Like a boss

I was buying yarn, no wait, I had finished buying yarn (oh, you’re a busy knitter, said the yarn lady, I like to see that) and was paying the lady at the dry cleaners… no wait, I was at the dry cleaners, but had not yet been to the yarn store, after which I returned to the dry cleaners to pay because I forgot the first time, nor had I been to the bank yet — so this was the first visit to the dry cleaners, before I went to the bank and to the yarn store, and before I returned to the dry cleaners to pay, my phone rang and I answered it and my mother in law said, hi mig, we have a big problem (invoking images in my mind of things leaking and smoldering etc.), the nurse’s outside door won’t close.
At this point let me interject for clarity that it’s one of those doors I first encountered in Austria, which you can open normally, in a door-like way, or if you turn (a) different handle(s) just tilt in, like if you want to air out the room.
Ah, I said, did she tilt and open at the same time?
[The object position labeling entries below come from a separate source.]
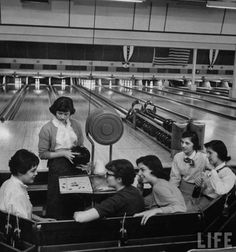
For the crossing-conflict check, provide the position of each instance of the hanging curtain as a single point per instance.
(213, 53)
(127, 53)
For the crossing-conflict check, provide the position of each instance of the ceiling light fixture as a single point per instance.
(222, 4)
(127, 1)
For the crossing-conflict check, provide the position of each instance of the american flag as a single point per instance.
(171, 56)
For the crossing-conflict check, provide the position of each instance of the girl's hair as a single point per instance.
(219, 147)
(155, 165)
(22, 161)
(194, 139)
(122, 168)
(63, 104)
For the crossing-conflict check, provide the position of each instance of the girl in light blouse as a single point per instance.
(165, 197)
(56, 139)
(218, 179)
(187, 165)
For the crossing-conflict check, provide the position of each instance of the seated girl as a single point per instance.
(14, 197)
(165, 197)
(218, 179)
(187, 165)
(126, 201)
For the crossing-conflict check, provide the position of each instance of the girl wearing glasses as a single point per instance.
(187, 165)
(126, 201)
(165, 197)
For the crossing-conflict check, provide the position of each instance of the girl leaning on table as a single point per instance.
(218, 178)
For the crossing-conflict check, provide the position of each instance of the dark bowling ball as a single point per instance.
(83, 156)
(146, 126)
(153, 131)
(139, 122)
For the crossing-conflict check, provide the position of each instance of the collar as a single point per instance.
(220, 166)
(58, 123)
(18, 181)
(192, 156)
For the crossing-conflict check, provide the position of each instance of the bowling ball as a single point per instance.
(83, 156)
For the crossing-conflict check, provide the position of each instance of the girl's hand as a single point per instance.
(69, 155)
(147, 214)
(198, 181)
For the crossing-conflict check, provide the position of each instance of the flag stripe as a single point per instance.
(175, 57)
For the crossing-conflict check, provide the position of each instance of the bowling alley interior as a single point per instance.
(139, 74)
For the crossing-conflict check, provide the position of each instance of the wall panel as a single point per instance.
(229, 26)
(82, 13)
(142, 16)
(194, 20)
(158, 15)
(17, 12)
(114, 15)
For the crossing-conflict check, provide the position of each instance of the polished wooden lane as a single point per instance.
(22, 132)
(216, 127)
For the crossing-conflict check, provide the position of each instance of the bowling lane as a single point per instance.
(132, 144)
(35, 105)
(161, 97)
(6, 93)
(216, 127)
(126, 102)
(202, 97)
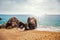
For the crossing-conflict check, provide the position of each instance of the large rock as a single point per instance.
(31, 23)
(13, 22)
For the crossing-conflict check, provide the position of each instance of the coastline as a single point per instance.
(18, 34)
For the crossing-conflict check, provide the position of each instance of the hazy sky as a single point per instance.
(30, 7)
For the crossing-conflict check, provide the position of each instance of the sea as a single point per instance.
(44, 23)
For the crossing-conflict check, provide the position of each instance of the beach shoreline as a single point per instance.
(18, 34)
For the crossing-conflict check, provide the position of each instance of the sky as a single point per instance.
(34, 7)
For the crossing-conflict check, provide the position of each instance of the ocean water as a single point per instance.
(46, 23)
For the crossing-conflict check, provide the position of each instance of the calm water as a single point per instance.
(48, 22)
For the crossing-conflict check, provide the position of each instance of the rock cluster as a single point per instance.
(14, 22)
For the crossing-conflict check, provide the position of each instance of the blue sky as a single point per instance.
(36, 7)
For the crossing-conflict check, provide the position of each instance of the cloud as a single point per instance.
(30, 6)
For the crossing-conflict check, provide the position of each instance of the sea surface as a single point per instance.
(48, 22)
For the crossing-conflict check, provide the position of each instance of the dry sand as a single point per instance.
(16, 34)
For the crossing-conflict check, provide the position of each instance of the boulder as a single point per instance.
(31, 23)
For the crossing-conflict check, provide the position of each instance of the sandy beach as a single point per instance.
(17, 34)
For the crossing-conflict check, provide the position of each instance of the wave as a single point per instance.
(48, 28)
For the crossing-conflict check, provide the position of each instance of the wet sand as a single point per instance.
(17, 34)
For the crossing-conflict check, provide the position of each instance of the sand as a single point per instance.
(17, 34)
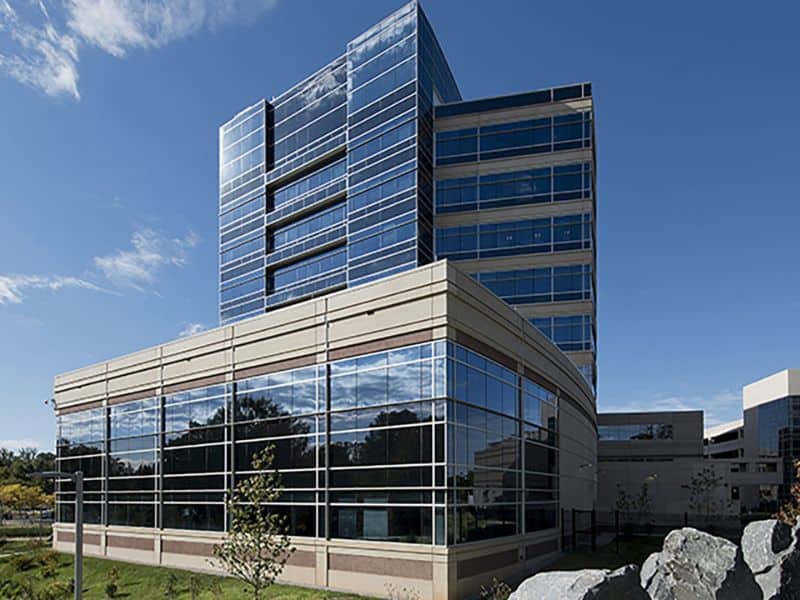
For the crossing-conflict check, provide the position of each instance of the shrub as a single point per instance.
(195, 587)
(497, 591)
(171, 587)
(112, 585)
(24, 561)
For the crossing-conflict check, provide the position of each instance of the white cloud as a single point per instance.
(137, 267)
(46, 43)
(20, 444)
(44, 57)
(12, 287)
(192, 329)
(718, 408)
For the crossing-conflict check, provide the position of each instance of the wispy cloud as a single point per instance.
(13, 287)
(718, 408)
(44, 39)
(192, 329)
(40, 55)
(138, 266)
(20, 444)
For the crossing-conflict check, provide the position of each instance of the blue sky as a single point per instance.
(108, 125)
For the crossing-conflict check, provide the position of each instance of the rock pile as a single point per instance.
(692, 565)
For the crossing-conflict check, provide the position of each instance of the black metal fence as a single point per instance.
(580, 529)
(628, 524)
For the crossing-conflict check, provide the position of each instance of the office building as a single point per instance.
(771, 424)
(725, 440)
(426, 433)
(431, 417)
(660, 449)
(374, 165)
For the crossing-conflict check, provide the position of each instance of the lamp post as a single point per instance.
(77, 479)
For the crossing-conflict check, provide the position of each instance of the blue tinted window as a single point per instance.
(313, 224)
(504, 140)
(310, 267)
(309, 182)
(570, 333)
(570, 232)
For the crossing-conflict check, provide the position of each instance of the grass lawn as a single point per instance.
(635, 550)
(139, 581)
(25, 530)
(11, 546)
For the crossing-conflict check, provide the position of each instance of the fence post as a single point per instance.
(574, 531)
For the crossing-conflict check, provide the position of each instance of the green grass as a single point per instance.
(9, 547)
(140, 581)
(25, 530)
(635, 550)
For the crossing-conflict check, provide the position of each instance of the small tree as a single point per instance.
(257, 547)
(704, 489)
(789, 513)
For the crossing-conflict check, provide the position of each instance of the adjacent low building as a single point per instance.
(427, 435)
(659, 450)
(725, 440)
(771, 427)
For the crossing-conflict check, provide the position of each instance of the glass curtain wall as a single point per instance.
(382, 147)
(243, 150)
(429, 444)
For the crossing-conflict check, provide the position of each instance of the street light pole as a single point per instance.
(77, 479)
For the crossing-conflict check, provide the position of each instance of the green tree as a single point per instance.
(257, 546)
(789, 513)
(704, 496)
I think so, said my mother in law.
So I finished my errands, going to the bank and the yarn store and the catfood store (because I got them food the day before yesterday, when I was at the hardware store getting light bulbs for my inlaws and super glue to fix a camera filter I had dropped, causing it to pop out of its mount but not break, but the hardware store didn’t have the food they like and they hated the food the hardware store did have so much that only one ate it and another ignored it and the third meowed at me plantively), where it took me forever to find cat milk, then went home and unloaded and gathered tools I thought might help (screwdrivers, a length of pipe to use as a fulcrum, and a big rubber hammer as comic relief) and drove over to fix their door.
But first I had to fix my car engine, which made a funny noise when I started it. I fixed it by turning my car off and back on again.
Noise was gone. Success!
Yeah so I drove over with my mask on and my mother in law and the nurse (who was cooking lunch, because my mother in law treats her more as someone to help with everything than someone to look after her husband) were both happy to see me. My father in law, a former mechanic who built the house, was watching TV and I sort of snuck around because I didn’t need him helping. I looked at the door, and my mother in law looked at me looking at the door, while the nurse made lunch, and then I looked at a healthy door to figure out how it was supposed to work, and went back and forth a couple times.
Then I went downstairs where we quietly got another tool (big chisel, to use as a lever because the door was too heavy for my screwdrivers) out of the furnace room, quietly because father in law thinks they lost the key to that room because we don’t want him in there fixing anything. Then I went back up and mother in law, father in law and nurse watched me trying to fix the door. We figured out what had to be done (metal hinge thing had to go back into metal hinge thing receptacle) so I asked the nurse to stick it back in when I lifted the door, which I did by sort of grabbing the door with one hand on the inside and one hand on the outside because my original lever/fulcrum idea wasn’t working, and manhandled it up and she stuck it in and boom, fixed, like a boss.
They were all happy, and I explained to the nurse, tilt or open but never both at the same time and drove home and took cardboard to the dump. Leaving the dump again, a guy with an SUV pulling a horse trailer (full of garbage I assume) couldn’t get in the in gate as I was getting out the out gate, I suppose because he had forgotten his key card, and got out of his truck and walked back to the car behind him, totally in my way and not even checking to see if, like, there was an oncoming car he might be blocking, and finally turned around and saw me and gave me a dirty look and I gave him a dirty look back, then he walked over to the other car, I suppose to ask to borrow that person’s key card (good thing for him he didn’t ask to borrow mine, I would have said no and felt good about it) and as soon as there was space I drove past, thinking, use the right tool for the job, moron who takes garbage to the dump in a horse trailer, ignoring my attempt to fix a door (like a boss, let me reiterate) with a chisel, a pipe and two screwdrivers.
Now if you’ll excuse me gotta bake some bread (which has been rising way too long cause of unexpected errands).